Dr. Saltzman’s latest target is the culprit behind as many as half of premature deliveries: intra-amniotic infections. An ongoing WHRY study by Yale pediatric surgeon Dr. David Stitelman and Dr. Saltzman is evaluating the feasibility of nanoparticles carrying antibiotics to the fetal space during pregnancy to treat intra-amniotic infections – thus reducing premature delivery and its accompanying short and long-term health challenges.
“The type of funding WHRY provides is critical for the innovation-based work I do,” Dr. Saltzman previously told Yale News. “Early funding, particularly for collaborative projects with unproven technologies, is critical.”
Everyone also had the opportunity to hear from WHRY’s Advisory Council Chair, Susanna Krentz. “I am so very proud to be affiliated with WHRY. As a Yale College graduate, I was taught that we had a responsibility to lead, discover, and share what we know with the world. This is exactly what WHRY does,” she said. Council member Wendy Naratil and Tom Naratil spoke as key supporters of WHRY, emphasizing what the research and educational efforts of the center meant to them: “Truly helping others have better, healthier lives.”

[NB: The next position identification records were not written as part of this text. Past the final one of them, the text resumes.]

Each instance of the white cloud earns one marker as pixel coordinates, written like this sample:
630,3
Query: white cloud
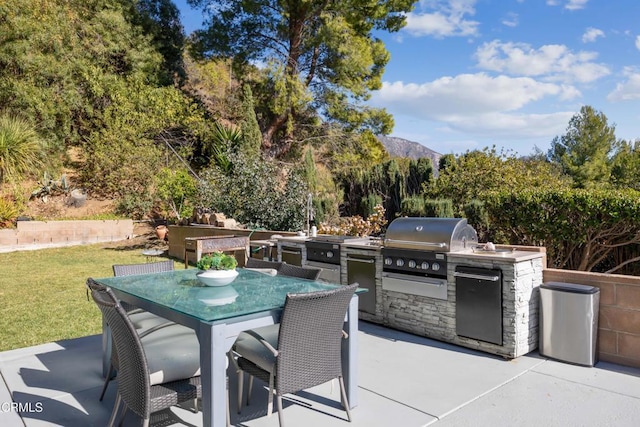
511,20
514,126
466,95
552,62
569,4
441,18
629,90
591,35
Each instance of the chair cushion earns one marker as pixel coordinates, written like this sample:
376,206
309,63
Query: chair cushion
173,353
143,321
248,345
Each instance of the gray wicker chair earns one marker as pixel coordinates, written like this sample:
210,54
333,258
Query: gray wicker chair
135,269
144,323
310,273
171,375
259,263
303,351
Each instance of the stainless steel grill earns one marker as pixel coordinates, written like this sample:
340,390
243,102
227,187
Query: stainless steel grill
430,234
415,253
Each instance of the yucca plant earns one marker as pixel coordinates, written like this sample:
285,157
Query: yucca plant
20,148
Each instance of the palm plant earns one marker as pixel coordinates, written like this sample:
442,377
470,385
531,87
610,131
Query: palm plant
20,148
224,140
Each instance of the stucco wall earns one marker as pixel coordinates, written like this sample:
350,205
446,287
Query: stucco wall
30,235
619,313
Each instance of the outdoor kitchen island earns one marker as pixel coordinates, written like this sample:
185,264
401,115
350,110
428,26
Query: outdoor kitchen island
434,314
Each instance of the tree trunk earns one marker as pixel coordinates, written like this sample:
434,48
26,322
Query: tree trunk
276,124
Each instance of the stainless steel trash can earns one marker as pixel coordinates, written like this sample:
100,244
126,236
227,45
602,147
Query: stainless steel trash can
569,322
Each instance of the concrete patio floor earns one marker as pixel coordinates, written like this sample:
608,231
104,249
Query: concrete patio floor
405,380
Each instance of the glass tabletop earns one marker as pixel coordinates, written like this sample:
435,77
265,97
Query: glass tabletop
180,290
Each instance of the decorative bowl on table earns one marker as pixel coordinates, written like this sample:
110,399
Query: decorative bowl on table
217,277
218,295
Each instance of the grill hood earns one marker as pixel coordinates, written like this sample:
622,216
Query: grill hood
433,234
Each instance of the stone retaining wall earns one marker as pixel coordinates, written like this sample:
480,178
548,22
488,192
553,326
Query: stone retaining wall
29,235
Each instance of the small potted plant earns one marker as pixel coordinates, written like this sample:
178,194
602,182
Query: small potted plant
217,269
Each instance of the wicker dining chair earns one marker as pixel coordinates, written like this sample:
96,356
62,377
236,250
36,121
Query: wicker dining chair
142,268
156,371
144,323
303,351
311,273
260,263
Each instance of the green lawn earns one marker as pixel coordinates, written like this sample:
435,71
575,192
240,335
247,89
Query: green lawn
42,293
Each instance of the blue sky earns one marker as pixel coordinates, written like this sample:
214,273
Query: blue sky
469,74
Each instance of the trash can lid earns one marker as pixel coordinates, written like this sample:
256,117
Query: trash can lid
570,287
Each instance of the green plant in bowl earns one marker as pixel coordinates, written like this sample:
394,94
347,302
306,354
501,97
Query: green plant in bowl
217,261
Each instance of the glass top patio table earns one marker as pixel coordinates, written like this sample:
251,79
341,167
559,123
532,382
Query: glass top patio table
180,290
219,314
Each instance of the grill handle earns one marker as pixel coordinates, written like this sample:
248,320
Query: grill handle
293,252
440,245
367,261
476,276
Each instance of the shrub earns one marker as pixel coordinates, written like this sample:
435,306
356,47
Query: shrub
20,148
581,229
439,208
256,192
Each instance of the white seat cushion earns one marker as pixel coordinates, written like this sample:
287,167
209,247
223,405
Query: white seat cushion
173,353
248,345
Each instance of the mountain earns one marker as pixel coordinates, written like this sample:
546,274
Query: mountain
399,147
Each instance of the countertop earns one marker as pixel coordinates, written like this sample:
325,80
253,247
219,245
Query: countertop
511,256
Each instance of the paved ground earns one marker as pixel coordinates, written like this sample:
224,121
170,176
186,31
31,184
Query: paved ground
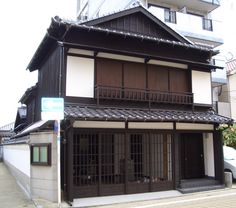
11,196
225,198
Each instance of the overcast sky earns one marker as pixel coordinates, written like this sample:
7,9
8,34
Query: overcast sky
24,24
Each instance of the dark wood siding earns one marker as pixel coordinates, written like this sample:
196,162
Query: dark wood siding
130,45
31,111
48,79
158,78
134,75
138,23
109,72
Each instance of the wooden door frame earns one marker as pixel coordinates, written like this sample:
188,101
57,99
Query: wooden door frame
183,167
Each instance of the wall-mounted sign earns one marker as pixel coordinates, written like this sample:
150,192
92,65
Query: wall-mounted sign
52,108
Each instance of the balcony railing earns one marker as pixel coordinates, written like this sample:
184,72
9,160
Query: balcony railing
150,96
214,2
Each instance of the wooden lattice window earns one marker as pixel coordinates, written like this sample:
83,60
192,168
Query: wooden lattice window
41,154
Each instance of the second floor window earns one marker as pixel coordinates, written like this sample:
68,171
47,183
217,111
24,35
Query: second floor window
170,16
207,24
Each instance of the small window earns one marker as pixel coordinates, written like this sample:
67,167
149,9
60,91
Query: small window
170,16
207,24
41,154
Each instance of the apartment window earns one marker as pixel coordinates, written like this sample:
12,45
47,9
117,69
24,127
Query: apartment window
41,154
207,24
170,16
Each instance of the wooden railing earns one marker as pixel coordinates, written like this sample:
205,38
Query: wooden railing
151,96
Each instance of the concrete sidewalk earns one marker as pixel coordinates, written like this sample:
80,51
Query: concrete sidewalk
11,196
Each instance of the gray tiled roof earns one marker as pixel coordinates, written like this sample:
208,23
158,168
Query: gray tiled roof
93,113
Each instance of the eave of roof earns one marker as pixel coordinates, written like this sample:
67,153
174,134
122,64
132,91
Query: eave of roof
132,10
90,113
59,28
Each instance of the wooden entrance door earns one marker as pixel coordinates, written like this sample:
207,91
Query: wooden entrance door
192,158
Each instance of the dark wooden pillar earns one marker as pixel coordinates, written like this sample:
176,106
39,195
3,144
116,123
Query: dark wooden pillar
69,162
218,156
176,159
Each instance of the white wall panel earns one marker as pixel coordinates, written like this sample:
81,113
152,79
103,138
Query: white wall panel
201,87
80,77
18,156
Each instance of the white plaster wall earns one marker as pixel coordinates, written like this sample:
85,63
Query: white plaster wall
209,154
44,178
201,87
18,156
80,77
232,93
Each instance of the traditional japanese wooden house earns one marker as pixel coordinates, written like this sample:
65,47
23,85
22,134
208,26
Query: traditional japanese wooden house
138,106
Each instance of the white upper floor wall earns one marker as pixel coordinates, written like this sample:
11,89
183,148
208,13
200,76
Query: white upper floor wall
80,77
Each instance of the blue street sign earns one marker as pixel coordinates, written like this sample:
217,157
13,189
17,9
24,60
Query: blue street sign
52,108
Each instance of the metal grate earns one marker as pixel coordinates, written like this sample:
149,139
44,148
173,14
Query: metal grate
85,159
106,163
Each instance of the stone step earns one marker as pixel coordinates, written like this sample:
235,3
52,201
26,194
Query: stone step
200,188
198,183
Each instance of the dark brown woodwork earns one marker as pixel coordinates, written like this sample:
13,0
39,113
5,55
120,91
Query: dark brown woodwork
192,158
179,80
111,163
218,156
140,95
133,46
109,72
157,78
134,75
138,23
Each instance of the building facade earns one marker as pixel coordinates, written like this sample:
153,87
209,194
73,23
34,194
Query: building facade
138,109
193,19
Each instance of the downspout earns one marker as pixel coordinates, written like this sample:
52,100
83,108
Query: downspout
62,58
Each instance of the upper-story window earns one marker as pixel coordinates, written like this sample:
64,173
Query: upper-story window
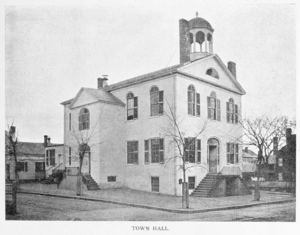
193,101
213,107
212,72
84,119
132,107
156,101
232,111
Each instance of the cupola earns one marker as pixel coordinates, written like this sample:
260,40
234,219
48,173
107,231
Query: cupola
196,39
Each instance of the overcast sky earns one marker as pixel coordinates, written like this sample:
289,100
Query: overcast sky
53,51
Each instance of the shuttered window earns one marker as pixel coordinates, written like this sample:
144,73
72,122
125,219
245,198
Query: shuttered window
156,102
84,119
132,152
146,143
232,153
213,107
132,107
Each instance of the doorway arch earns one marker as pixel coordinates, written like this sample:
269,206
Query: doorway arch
213,146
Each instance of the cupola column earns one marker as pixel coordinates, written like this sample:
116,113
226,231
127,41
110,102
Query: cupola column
194,46
205,42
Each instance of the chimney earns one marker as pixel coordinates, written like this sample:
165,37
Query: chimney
288,133
102,82
232,68
45,141
12,132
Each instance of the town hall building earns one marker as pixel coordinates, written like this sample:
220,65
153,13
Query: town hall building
126,122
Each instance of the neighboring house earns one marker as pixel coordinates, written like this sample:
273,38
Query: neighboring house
31,161
129,145
286,159
54,159
249,159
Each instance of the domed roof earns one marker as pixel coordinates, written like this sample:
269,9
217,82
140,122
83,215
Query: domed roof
199,23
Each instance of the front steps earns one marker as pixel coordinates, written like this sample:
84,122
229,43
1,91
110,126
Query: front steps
207,185
90,182
218,185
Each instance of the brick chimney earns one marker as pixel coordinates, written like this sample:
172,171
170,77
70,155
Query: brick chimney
45,141
232,68
288,133
102,82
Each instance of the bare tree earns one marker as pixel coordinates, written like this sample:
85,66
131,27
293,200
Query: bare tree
259,132
83,137
11,143
182,143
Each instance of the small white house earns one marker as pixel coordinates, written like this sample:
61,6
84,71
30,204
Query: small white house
128,120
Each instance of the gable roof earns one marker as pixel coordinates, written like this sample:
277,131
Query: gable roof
98,94
176,69
144,77
30,148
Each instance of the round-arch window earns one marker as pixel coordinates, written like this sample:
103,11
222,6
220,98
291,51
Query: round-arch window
212,72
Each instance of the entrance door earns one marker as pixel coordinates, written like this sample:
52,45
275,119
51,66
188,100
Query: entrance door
7,171
213,155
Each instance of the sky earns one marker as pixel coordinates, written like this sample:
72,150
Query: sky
51,51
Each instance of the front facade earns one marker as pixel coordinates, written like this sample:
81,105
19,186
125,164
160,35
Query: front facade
128,123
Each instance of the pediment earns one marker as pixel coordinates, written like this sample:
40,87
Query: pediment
225,79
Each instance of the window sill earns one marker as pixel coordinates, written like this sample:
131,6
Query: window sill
155,116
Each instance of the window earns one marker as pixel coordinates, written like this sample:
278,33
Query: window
193,101
50,157
132,152
213,107
232,112
156,101
70,121
198,151
189,149
70,156
39,166
232,153
155,184
146,151
132,107
157,150
22,166
111,178
212,72
192,150
192,182
84,119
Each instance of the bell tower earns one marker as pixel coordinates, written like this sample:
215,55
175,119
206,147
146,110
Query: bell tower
195,39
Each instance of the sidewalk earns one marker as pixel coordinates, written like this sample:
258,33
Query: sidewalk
156,201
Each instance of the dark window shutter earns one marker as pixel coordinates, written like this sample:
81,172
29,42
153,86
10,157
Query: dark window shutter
218,110
161,96
135,110
208,108
236,114
198,103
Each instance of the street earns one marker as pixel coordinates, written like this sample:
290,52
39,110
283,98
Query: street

Closing the evening were comments by Dr. Mazure, who spoke of the “sea change” in research in the late 1990s precipitated by new requirements from the National Institutes of Health. These stated that clinical trials funded by the NIH – the largest single funder of biomedical research in the country – must include women as subjects to provide long overdue data on the health of women. At the same time, the Institute of Medicine issued a formal response in 2001 to an ongoing debate about the value of investigating the biology of women beyond reproductive health, indicating that there was “sufficient knowledge to validate the scientific study of sex differences.”
Thus, by the start of the 21st century, said Dr. Mazure, “landmark research policy and scientific guidance clearly stated that study participants should include women, and that the influence of biological sex and social experience of gender on health should be studied. Today, women’s health is recognized as a field of scientific study that, importantly, includes yet extends beyond reproductive health. It is marked by an exponential growth in useful and clinically meaningful data, innovations in care, and new careers, and participation comes from many disciplines.”
As a consequence, there has been a growth of clinically relevant data on sex and gender effects that inform care on a whole variety of disorders, from heart disease to cancers to brain-based disorders, to name just a few. Examples of important contributions in basic science have included a better understanding of how sex chromosomes influence the function of cells through protein expression, receptors, signaling, and cellular pathways, which are often regulated differently in females and males.
Nonetheless, she pointed out there is so much more to do. As a 2022 Commonwealth Fund report tells us, compared to other developed economies – women of reproductive age in the U.S. have the highest rates of death from avoidable causes. Women, overall, also are at higher risk for various disorders, co-occurring disorders, psychosocial stressors, and living in poverty.
Ever with a view to the future, Dr. Mazure said these data are “our next call to action, and what is exciting about the future is – we can change this. We have already shown that it can alter the landscape of research, advance science, and improve outcomes. There is no reason to think that we cannot or will not continue to advance health for everyone by studying the influence of biological sex and social experience of gender in determining health outcomes.
“When inclusion is a fundamental part of our design and method of study, it brings scientific impact and practical benefit to everyone,” Mazure said. “And in so doing, public health thrives.”